= John Lucas Miller =

American politician (1831–1864)

John Lucas Miller, Jr. (1831 in Ebenezer, South Carolina – May 6, 1864) was an attorney and state legislator in South Carolina who served as a colonel in the Confederate States Army. He was killed at the Battle of the Wilderness during the American Civil War.

==Family==

Miller's father, John Lucas Miller (1795–1838) and his uncle Stephen Decatur Miller both served as delegates to the Nullification Convention during the South Carolina Nullification Crisis of 1832–1833. His uncle also served as governor of South Carolina and United States Senator from South Carolina. Stephen Decatur Miller's daughter, and thus John Lucas Miller, Jr.'s cousin, was the noted Civil War diarist Mary Boykin Miller Chesnut.

==Legislator and lawyer==

Miller served in the South Carolina House of Representatives in 1853, when he was 22 years old.

Miller was a native of York County, South Carolina and worked as an attorney in Yorkville, the county seat, for several years before the war.

==Civil War==

Miller volunteered for military service for the Confederate States of America at the beginning of the Civil War, and organized a volunteer infantry company. Initially serving as a captain in the Army of Northern Virginia, he commanded a unit of skirmishers on September 17, 1862, during the Battle of Antietam (called the Battle of Sharpsburg in the south), assigned to locate Union Army positions.
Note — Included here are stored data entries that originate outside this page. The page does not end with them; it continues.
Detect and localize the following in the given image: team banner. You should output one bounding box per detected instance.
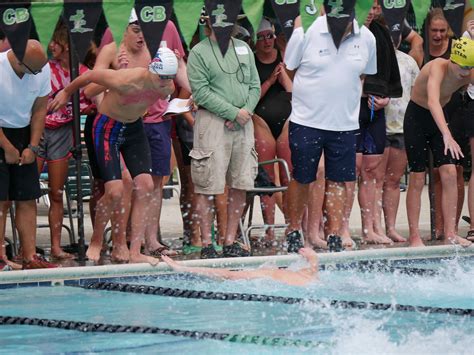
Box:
[102,0,134,46]
[31,1,64,53]
[242,0,264,38]
[272,0,299,40]
[0,1,32,62]
[63,0,102,63]
[355,0,372,27]
[412,0,431,30]
[300,0,323,31]
[381,0,411,44]
[441,0,465,38]
[205,0,242,55]
[135,0,173,58]
[173,0,204,48]
[324,0,356,49]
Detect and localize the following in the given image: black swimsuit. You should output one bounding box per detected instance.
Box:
[254,51,292,139]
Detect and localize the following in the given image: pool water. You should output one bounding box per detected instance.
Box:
[0,257,473,354]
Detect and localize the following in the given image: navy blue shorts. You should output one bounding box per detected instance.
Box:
[144,120,172,176]
[92,114,152,182]
[289,121,357,183]
[356,97,386,155]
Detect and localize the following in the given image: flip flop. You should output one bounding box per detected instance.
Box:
[466,230,474,242]
[182,245,202,255]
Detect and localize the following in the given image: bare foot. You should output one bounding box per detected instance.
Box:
[129,253,159,266]
[364,233,393,245]
[4,258,22,270]
[51,249,75,260]
[341,236,355,249]
[86,241,103,262]
[339,227,352,240]
[408,235,425,247]
[386,230,407,243]
[443,235,472,247]
[111,244,130,263]
[306,237,328,250]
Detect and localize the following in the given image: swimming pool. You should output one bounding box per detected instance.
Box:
[1,247,473,354]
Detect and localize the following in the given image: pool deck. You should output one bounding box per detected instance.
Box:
[2,184,474,279]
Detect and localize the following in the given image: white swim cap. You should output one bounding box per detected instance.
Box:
[129,8,138,24]
[148,47,178,79]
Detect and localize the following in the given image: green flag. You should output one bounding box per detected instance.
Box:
[412,0,431,31]
[354,0,372,27]
[102,0,134,46]
[300,0,323,31]
[173,0,204,48]
[242,0,264,38]
[30,0,64,52]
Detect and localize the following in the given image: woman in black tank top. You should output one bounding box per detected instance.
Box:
[252,19,293,244]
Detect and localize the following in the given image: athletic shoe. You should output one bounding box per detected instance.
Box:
[223,242,250,257]
[23,255,59,269]
[286,230,303,253]
[200,245,219,259]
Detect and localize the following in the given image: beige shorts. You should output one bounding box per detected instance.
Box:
[190,109,258,195]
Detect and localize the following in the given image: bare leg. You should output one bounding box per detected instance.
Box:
[382,147,407,242]
[86,180,123,262]
[15,200,38,262]
[406,172,426,247]
[339,154,361,245]
[305,163,327,249]
[224,188,247,246]
[195,193,214,247]
[438,164,471,247]
[325,180,346,239]
[44,159,73,259]
[129,173,159,264]
[253,114,277,241]
[433,169,444,239]
[359,154,391,244]
[455,165,464,234]
[286,179,310,233]
[214,189,228,246]
[110,170,132,262]
[372,150,387,238]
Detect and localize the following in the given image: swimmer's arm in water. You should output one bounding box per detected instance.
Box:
[426,62,463,160]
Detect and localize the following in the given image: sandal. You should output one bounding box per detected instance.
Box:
[147,246,179,257]
[50,251,75,260]
[182,245,202,255]
[466,230,474,242]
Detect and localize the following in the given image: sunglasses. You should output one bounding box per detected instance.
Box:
[257,33,275,41]
[20,61,42,75]
[160,75,176,80]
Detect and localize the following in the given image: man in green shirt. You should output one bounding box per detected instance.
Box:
[187,18,260,259]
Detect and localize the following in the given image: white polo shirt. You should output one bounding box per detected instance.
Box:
[0,50,51,129]
[285,15,377,131]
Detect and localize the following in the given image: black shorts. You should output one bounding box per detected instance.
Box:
[356,97,386,155]
[175,115,193,166]
[0,126,41,201]
[404,101,458,172]
[91,114,152,182]
[84,113,101,179]
[385,133,405,150]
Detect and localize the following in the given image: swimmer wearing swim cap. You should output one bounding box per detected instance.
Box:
[148,47,178,79]
[450,37,474,69]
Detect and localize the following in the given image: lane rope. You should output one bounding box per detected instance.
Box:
[83,281,474,317]
[0,315,323,348]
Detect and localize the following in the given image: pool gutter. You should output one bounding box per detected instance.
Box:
[1,245,473,285]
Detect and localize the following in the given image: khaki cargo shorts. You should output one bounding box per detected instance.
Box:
[190,109,258,195]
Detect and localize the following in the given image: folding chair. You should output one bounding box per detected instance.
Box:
[239,158,291,251]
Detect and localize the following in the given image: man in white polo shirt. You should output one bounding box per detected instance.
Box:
[0,40,57,269]
[284,14,377,252]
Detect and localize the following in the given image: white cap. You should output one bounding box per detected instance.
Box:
[129,8,138,24]
[257,18,274,34]
[148,47,178,78]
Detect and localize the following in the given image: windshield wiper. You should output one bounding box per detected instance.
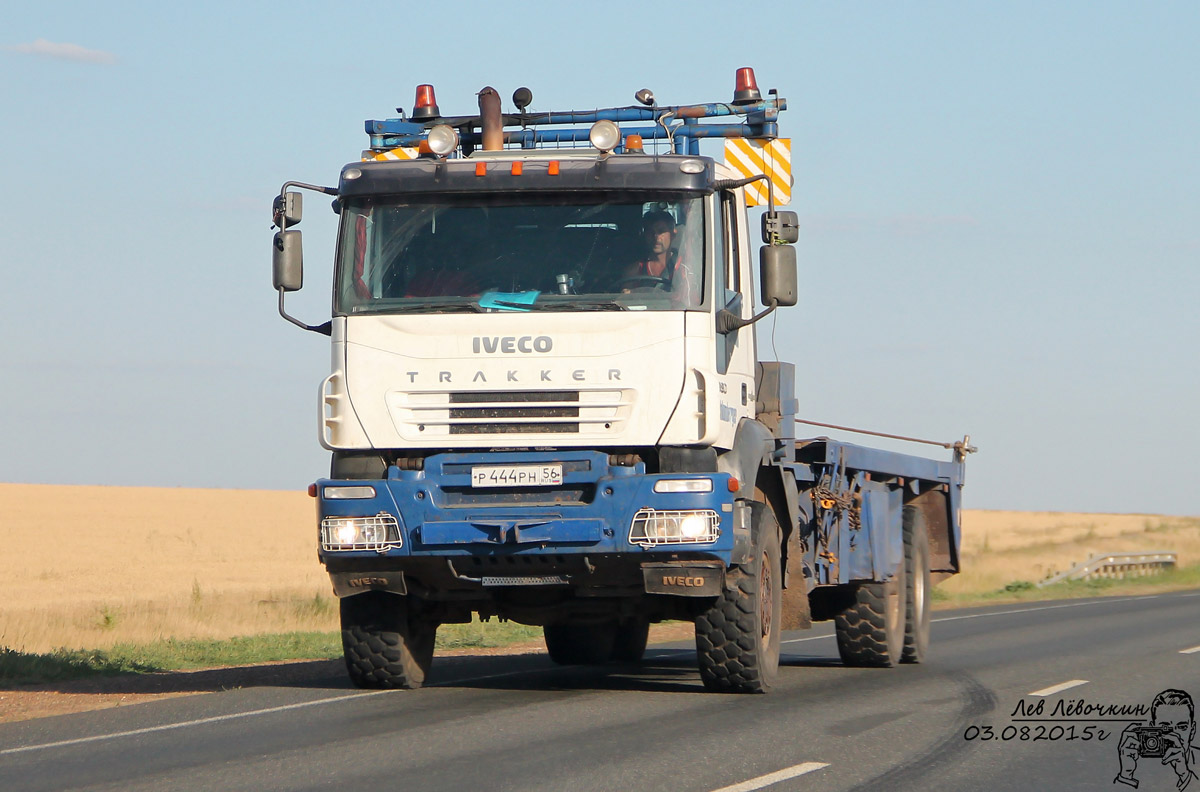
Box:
[492,299,628,311]
[392,301,485,313]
After the Battle of Fredericksburg, he was promoted to colonel, and assigned to command the 12th South Carolina Infantry after the previous commander resigned. This unit was part of Colonel Abner Monroe Perrin's First Brigade
of a division commanded by General William Dorsey Pender. Miller first led this unit at the Battle of Chancellorsville, and in the aftermath of this significant Confederate victory, was assigned to March 2000 Union prisoners to Richmond, Virginia. He completed this assignment without a single prisoner escaping.

General Pender was killed during the Battle of Gettysburg in July, 1863. Although his regiment had 20 men killed at Gettysburg, Miller survived the defeat and helped organize the Confederate retreat. In the days that followed, the 12th Regiment lost another 18 men killed in the Battles of Hagerstown and Falling Water during the retreat from Gettysburg.

Miller was killed at the Battle of the Wilderness along with 15 other men of his regiment. He was wounded by a minie ball in the bowels on May 5, 1864, and died in a field hospital before the following morning. It was said that he "commanded the respect of officers and men by his courage and conscientiousness, and acquired many friends by his affable and courteous deportment".